DiaLex: A Benchmark for Evaluating Multidialectal Arabic Word Embeddings
This benchmark addresses the problem of thoroughly evaluating multidialectal Arabic word embeddings, which is crucial for researchers and developers working with Arabic NLP.
This paper introduces DiaLex, a new benchmark for intrinsically evaluating dialectal Arabic word embeddings across five dialects (Algerian, Egyptian, Lebanese, Syrian, Tunisian) and six syntactic/semantic relations.

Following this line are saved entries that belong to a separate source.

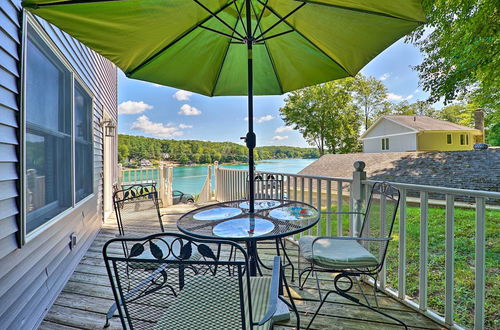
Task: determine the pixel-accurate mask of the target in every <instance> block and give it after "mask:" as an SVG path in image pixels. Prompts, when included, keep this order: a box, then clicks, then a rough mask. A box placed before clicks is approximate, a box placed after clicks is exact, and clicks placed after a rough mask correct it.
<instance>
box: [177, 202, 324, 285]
mask: <svg viewBox="0 0 500 330" xmlns="http://www.w3.org/2000/svg"><path fill="white" fill-rule="evenodd" d="M256 203H259V204H258V206H259V207H255V212H254V213H253V214H250V213H249V208H248V201H245V200H237V201H229V202H223V203H217V204H212V205H208V206H204V207H201V208H198V209H195V210H192V211H190V212H188V213H186V214H184V215H183V216H182V217H180V218H179V220H177V227H178V228H179V230H180V231H181V232H183V233H184V234H187V235H190V236H194V237H198V238H206V239H219V240H220V239H222V240H230V241H236V242H241V243H243V242H244V243H245V245H246V248H247V253H248V258H249V262H250V275H252V276H255V275H257V274H256V273H257V242H258V241H262V240H275V239H278V238H283V237H286V236H291V235H294V234H297V233H300V232H302V231H304V230H307V229H309V228H311V227H313V226H314V225H316V223H318V221H319V217H320V213H319V212H318V210H317V209H316V208H315V207H313V206H311V205H309V204H306V203H303V202H298V201H291V200H274V199H269V200H265V201H263V200H257V201H256ZM237 210H241V212H238V211H237ZM206 215H210V216H209V217H207V216H206ZM208 218H209V219H208Z"/></svg>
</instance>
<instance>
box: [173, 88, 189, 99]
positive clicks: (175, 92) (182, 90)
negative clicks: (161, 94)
mask: <svg viewBox="0 0 500 330" xmlns="http://www.w3.org/2000/svg"><path fill="white" fill-rule="evenodd" d="M191 95H193V93H191V92H188V91H183V90H182V89H181V90H178V91H177V92H175V93H174V95H172V97H173V98H174V99H176V100H177V101H189V98H190V97H191Z"/></svg>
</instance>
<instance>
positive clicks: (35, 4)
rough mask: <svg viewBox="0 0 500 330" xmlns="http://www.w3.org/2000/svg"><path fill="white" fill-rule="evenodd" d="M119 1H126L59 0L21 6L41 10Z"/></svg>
mask: <svg viewBox="0 0 500 330" xmlns="http://www.w3.org/2000/svg"><path fill="white" fill-rule="evenodd" d="M119 1H123V2H125V1H127V0H61V1H57V2H50V3H40V4H23V6H24V7H26V8H34V9H37V8H41V7H52V6H61V5H78V4H85V3H95V2H119Z"/></svg>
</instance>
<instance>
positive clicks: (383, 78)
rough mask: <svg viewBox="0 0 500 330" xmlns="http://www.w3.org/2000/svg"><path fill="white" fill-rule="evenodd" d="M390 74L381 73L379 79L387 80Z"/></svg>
mask: <svg viewBox="0 0 500 330" xmlns="http://www.w3.org/2000/svg"><path fill="white" fill-rule="evenodd" d="M390 76H391V74H390V73H389V72H387V73H384V74H383V75H381V76H380V78H379V79H380V80H382V81H384V80H387V79H388V78H389V77H390Z"/></svg>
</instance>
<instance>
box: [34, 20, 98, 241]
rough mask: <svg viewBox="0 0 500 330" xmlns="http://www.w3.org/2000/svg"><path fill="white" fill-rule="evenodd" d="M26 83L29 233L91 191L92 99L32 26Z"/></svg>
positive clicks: (65, 209)
mask: <svg viewBox="0 0 500 330" xmlns="http://www.w3.org/2000/svg"><path fill="white" fill-rule="evenodd" d="M25 81H26V90H25V130H26V132H25V148H24V150H25V158H24V167H25V200H26V202H25V205H26V209H25V212H26V213H25V219H26V220H25V222H26V233H27V234H29V233H31V232H32V231H33V230H35V229H36V228H38V227H40V226H41V225H43V224H44V223H46V222H48V221H50V220H51V219H53V218H54V217H55V216H57V215H58V214H60V213H61V212H63V211H64V210H67V209H69V208H71V207H73V206H74V204H75V202H78V201H80V200H82V199H83V198H84V197H86V196H88V195H90V194H92V193H93V168H92V166H93V144H92V98H91V97H90V96H89V95H88V93H86V92H85V90H84V89H83V87H82V86H81V85H80V84H79V83H77V82H76V81H75V82H73V75H72V73H71V72H70V70H69V69H68V68H67V67H66V66H65V65H64V64H63V63H62V61H61V60H59V58H58V57H57V56H56V54H55V53H54V52H53V51H52V50H51V49H50V48H49V46H48V45H47V44H46V43H45V42H44V41H43V39H42V38H41V37H40V36H39V35H38V33H37V32H36V30H35V29H34V28H33V27H32V26H31V25H30V24H28V28H27V39H26V63H25ZM73 85H74V91H72V86H73ZM72 96H73V99H72ZM72 109H74V110H72ZM73 111H74V112H73ZM73 152H74V155H73ZM73 164H76V168H75V167H74V166H73ZM73 175H74V178H75V179H74V181H73ZM73 182H74V185H73Z"/></svg>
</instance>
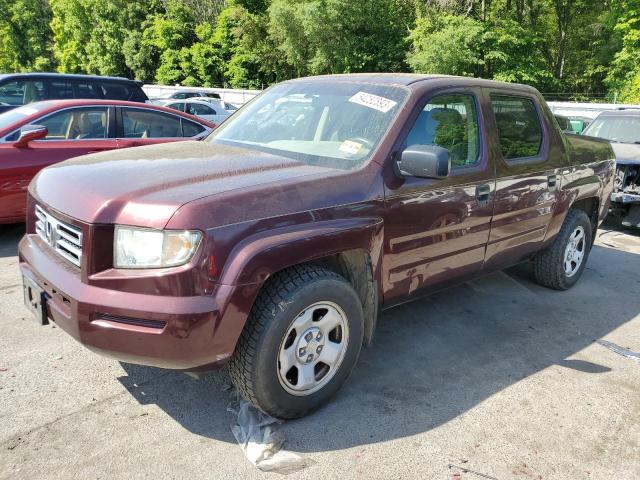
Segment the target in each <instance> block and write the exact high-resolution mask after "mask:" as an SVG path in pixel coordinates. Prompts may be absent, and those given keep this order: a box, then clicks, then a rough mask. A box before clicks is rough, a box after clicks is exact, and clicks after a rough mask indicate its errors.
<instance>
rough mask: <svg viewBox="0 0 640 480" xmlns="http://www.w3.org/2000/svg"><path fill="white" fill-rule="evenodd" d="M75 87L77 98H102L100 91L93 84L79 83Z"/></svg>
mask: <svg viewBox="0 0 640 480" xmlns="http://www.w3.org/2000/svg"><path fill="white" fill-rule="evenodd" d="M75 87H76V98H102V96H101V95H100V92H99V91H98V87H97V86H96V85H95V84H93V83H89V82H77V83H76V84H75Z"/></svg>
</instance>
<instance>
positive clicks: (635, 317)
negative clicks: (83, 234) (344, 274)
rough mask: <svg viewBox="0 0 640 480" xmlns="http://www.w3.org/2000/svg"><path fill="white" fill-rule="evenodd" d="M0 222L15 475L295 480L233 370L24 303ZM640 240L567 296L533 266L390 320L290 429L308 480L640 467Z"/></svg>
mask: <svg viewBox="0 0 640 480" xmlns="http://www.w3.org/2000/svg"><path fill="white" fill-rule="evenodd" d="M21 234H22V231H21V227H19V226H13V227H0V329H1V330H0V331H1V332H2V334H0V406H1V408H0V479H12V480H13V479H22V478H24V479H36V478H37V479H41V478H43V479H44V478H47V479H48V478H50V479H67V478H83V479H137V478H153V479H171V478H176V479H178V478H180V479H182V478H185V479H187V478H188V479H227V478H228V479H238V478H278V477H279V475H278V474H275V473H263V472H260V471H258V470H257V469H256V468H255V467H254V466H252V465H251V464H250V463H249V462H248V461H247V460H246V458H245V457H244V454H243V453H242V451H241V450H240V448H239V447H238V446H237V444H236V443H235V440H234V438H233V436H232V434H231V430H230V428H229V425H230V423H231V422H232V418H231V416H230V414H229V413H228V412H227V411H226V407H227V404H228V402H229V392H227V391H224V389H223V388H222V387H223V386H224V385H225V384H226V383H227V382H228V380H227V378H226V377H225V375H224V374H223V373H221V372H220V373H215V374H211V375H208V376H206V377H204V378H203V379H200V380H196V379H193V378H191V377H188V376H186V375H184V374H180V373H176V372H171V371H163V370H159V369H154V368H148V367H139V366H134V365H127V364H122V363H118V362H116V361H113V360H109V359H105V358H102V357H99V356H98V355H95V354H93V353H91V352H89V351H88V350H86V349H85V348H83V347H82V346H81V345H79V344H78V343H76V342H75V341H73V340H72V339H71V338H70V337H68V336H67V335H66V334H64V333H63V332H62V331H61V330H60V329H56V328H52V327H39V326H37V325H36V323H35V322H34V321H33V320H32V318H31V317H30V314H29V313H28V312H27V311H26V310H25V309H24V308H23V306H22V287H21V283H20V281H21V280H20V276H19V273H18V268H17V258H16V256H15V251H16V245H17V242H18V239H19V238H20V235H21ZM639 272H640V235H638V233H634V232H629V231H622V230H615V229H612V228H611V227H607V228H605V229H603V230H602V231H601V233H600V235H599V238H598V241H597V245H596V246H595V248H594V249H593V251H592V254H591V257H590V259H589V264H588V266H587V269H586V271H585V272H584V275H583V277H582V279H581V280H580V282H579V283H578V284H577V285H576V286H575V287H574V288H573V289H572V290H570V291H568V292H556V291H552V290H547V289H545V288H542V287H539V286H538V285H536V284H534V283H533V282H532V279H531V272H530V270H529V267H528V266H519V267H516V268H513V269H510V270H509V271H507V272H504V273H497V274H493V275H490V276H487V277H485V278H482V279H479V280H477V281H474V282H471V283H467V284H465V285H462V286H460V287H456V288H453V289H450V290H448V291H445V292H442V293H439V294H437V295H434V296H432V297H430V298H427V299H424V300H420V301H416V302H413V303H411V304H407V305H405V306H402V307H398V308H396V309H393V310H390V311H387V312H385V313H384V314H383V315H382V318H381V320H380V323H379V326H378V331H377V335H376V338H375V342H374V345H373V346H372V347H371V348H369V349H367V350H365V351H364V352H363V354H362V356H361V358H360V361H359V364H358V366H357V367H356V370H355V371H354V373H353V375H352V377H351V378H350V380H349V382H348V383H347V385H345V387H344V388H343V389H342V390H341V392H340V393H339V394H338V396H337V398H336V399H335V400H334V401H333V402H332V403H331V404H330V405H328V406H327V407H325V408H324V409H322V410H321V411H319V412H318V413H316V414H314V415H312V416H310V417H308V418H305V419H302V420H297V421H291V422H287V423H285V424H284V425H283V426H282V430H283V432H284V434H285V435H286V438H287V442H286V447H287V449H289V450H290V451H293V452H297V453H299V454H300V455H302V456H303V457H304V458H305V459H306V460H307V461H308V464H309V466H307V467H306V468H305V469H303V470H301V471H300V472H298V473H296V474H295V475H294V476H295V478H297V479H307V478H308V479H314V480H317V479H330V478H337V479H344V478H359V477H362V478H367V479H374V478H380V479H390V478H420V479H482V478H494V479H500V480H502V479H511V478H515V479H551V478H555V479H569V478H570V479H583V478H586V479H592V478H593V479H612V478H635V477H637V476H638V473H639V472H640V361H636V360H634V359H633V358H628V357H624V356H622V355H620V354H619V353H616V352H614V351H613V350H612V349H611V348H607V347H606V346H605V345H602V344H599V343H597V342H596V341H597V340H606V341H608V342H612V344H613V345H611V344H607V345H608V346H609V347H612V348H614V349H615V346H619V347H623V348H627V349H629V350H630V351H633V352H640V295H639V294H638V292H640V275H639Z"/></svg>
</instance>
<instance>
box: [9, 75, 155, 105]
mask: <svg viewBox="0 0 640 480" xmlns="http://www.w3.org/2000/svg"><path fill="white" fill-rule="evenodd" d="M72 98H77V99H83V98H86V99H94V100H127V101H132V102H143V103H144V102H146V101H147V100H148V98H147V95H146V94H145V93H144V92H143V91H142V88H141V83H139V82H135V81H133V80H129V79H127V78H121V77H100V76H96V75H73V74H66V73H13V74H5V75H1V74H0V113H2V112H6V111H7V110H11V109H12V108H15V107H19V106H21V105H26V104H29V103H33V102H39V101H42V100H57V99H72Z"/></svg>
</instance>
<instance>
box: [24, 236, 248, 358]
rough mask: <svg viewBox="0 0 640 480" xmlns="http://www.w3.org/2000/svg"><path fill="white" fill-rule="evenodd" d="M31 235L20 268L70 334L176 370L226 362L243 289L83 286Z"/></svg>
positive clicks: (240, 303)
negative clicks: (44, 297) (166, 292)
mask: <svg viewBox="0 0 640 480" xmlns="http://www.w3.org/2000/svg"><path fill="white" fill-rule="evenodd" d="M56 257H57V256H55V255H53V254H52V252H50V251H49V248H48V246H47V245H45V244H44V243H43V242H42V240H41V239H40V238H39V237H38V236H37V235H34V234H28V235H25V237H24V238H23V239H22V240H21V242H20V246H19V259H20V270H21V272H22V274H23V275H25V276H27V277H29V278H30V279H31V280H32V281H34V282H35V283H36V284H37V285H38V286H39V287H40V288H42V289H43V290H44V291H45V292H46V293H47V295H48V297H49V299H48V301H47V315H48V317H49V318H50V319H51V320H53V321H54V322H55V324H56V325H57V326H59V327H60V328H62V329H63V330H64V331H65V332H67V333H68V334H69V335H71V336H72V337H74V338H75V339H76V340H78V341H79V342H80V343H82V344H83V345H85V346H86V347H88V348H90V349H91V350H95V351H97V352H99V353H102V354H105V355H107V356H110V357H113V358H116V359H118V360H121V361H124V362H129V363H138V364H142V365H151V366H156V367H162V368H172V369H180V370H200V369H207V368H211V367H215V366H217V365H219V364H221V363H223V362H224V361H226V360H227V359H228V358H229V357H230V356H231V354H232V353H233V350H234V348H235V344H236V342H237V339H238V337H239V335H240V332H241V330H242V328H243V326H244V323H245V321H246V318H247V316H248V313H249V310H250V308H251V306H250V304H249V302H248V299H249V298H252V295H250V294H248V293H249V292H247V289H251V288H250V287H248V286H245V287H235V286H230V285H218V286H216V287H215V288H214V290H213V292H212V293H211V295H201V296H193V297H176V296H160V295H149V294H140V293H131V292H123V291H118V290H111V289H106V288H101V287H96V286H93V285H87V284H86V283H83V282H82V281H81V278H80V274H79V272H78V270H77V269H75V267H73V266H72V265H70V264H69V263H68V262H66V261H65V260H64V259H63V258H56Z"/></svg>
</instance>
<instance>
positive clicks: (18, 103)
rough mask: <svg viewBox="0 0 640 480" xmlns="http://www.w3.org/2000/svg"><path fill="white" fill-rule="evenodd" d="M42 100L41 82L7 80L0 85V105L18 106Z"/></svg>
mask: <svg viewBox="0 0 640 480" xmlns="http://www.w3.org/2000/svg"><path fill="white" fill-rule="evenodd" d="M44 99H45V93H44V83H43V82H42V80H25V79H22V80H21V79H16V80H13V79H9V80H5V81H4V82H3V83H2V84H0V105H11V106H20V105H26V104H28V103H33V102H39V101H40V100H44Z"/></svg>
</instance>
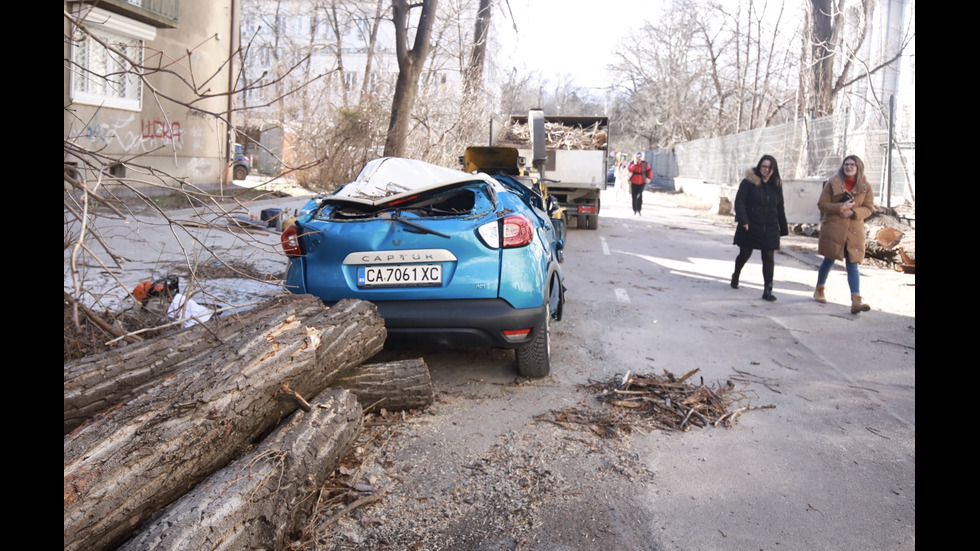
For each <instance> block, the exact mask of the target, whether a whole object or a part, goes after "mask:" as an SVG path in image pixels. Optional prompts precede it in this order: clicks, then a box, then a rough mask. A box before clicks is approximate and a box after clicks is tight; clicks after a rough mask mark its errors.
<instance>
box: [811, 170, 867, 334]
mask: <svg viewBox="0 0 980 551" xmlns="http://www.w3.org/2000/svg"><path fill="white" fill-rule="evenodd" d="M817 208H818V209H820V213H821V217H822V219H823V221H822V222H821V224H820V240H819V241H818V243H817V252H818V253H819V254H820V255H821V256H823V257H824V259H823V262H822V263H821V264H820V269H819V270H818V271H817V288H816V290H815V291H814V292H813V298H814V299H815V300H816V301H817V302H827V297H826V296H824V286H825V284H826V283H827V277H828V276H829V275H830V270H831V269H832V268H833V267H834V263H835V262H836V261H837V260H843V261H844V266H845V268H846V269H847V285H848V287H850V289H851V313H852V314H857V313H858V312H867V311H868V310H870V309H871V307H870V306H868V305H867V304H865V303H863V302H862V301H861V275H860V274H859V273H858V264H860V263H861V261H862V260H864V251H865V243H864V242H865V230H864V220H865V219H866V218H867V217H869V216H871V215H872V214H874V210H875V207H874V194H873V193H872V191H871V184H869V183H868V179H867V178H865V176H864V162H862V161H861V159H860V158H859V157H857V156H856V155H848V156H847V157H844V163H843V164H842V165H841V167H840V169H839V170H838V171H837V173H836V174H834V175H833V176H832V177H831V178H830V179H829V180H827V183H826V184H824V186H823V192H821V193H820V199H819V200H818V201H817Z"/></svg>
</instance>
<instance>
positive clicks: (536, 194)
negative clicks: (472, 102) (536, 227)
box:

The authors used DiaLex to evaluate existing and newly developed Arabic word embeddings, demonstrating its utility.
Word embeddings are a core component of modern natural language processing systems, making the ability to thoroughly evaluate them a vital task. We describe DiaLex, a benchmark for intrinsic evaluation of dialectal Arabic word embedding. DiaLex covers five important Arabic dialects: Algerian, Egyptian, Lebanese, Syrian, and Tunisian. Across these dialects, DiaLex provides a testbank for six syntactic and semantic relations, namely male to female, singular to dual, singular to plural, antonym, comparative, and genitive to past tense. DiaLex thus consists of a collection of word pairs representing each of the six relations in each of the five dialects. To demonstrate the utility of DiaLex, we use it to evaluate a set of existing and new Arabic word embeddings that we developed. Our benchmark, evaluation code, and new word embedding models will be publicly available.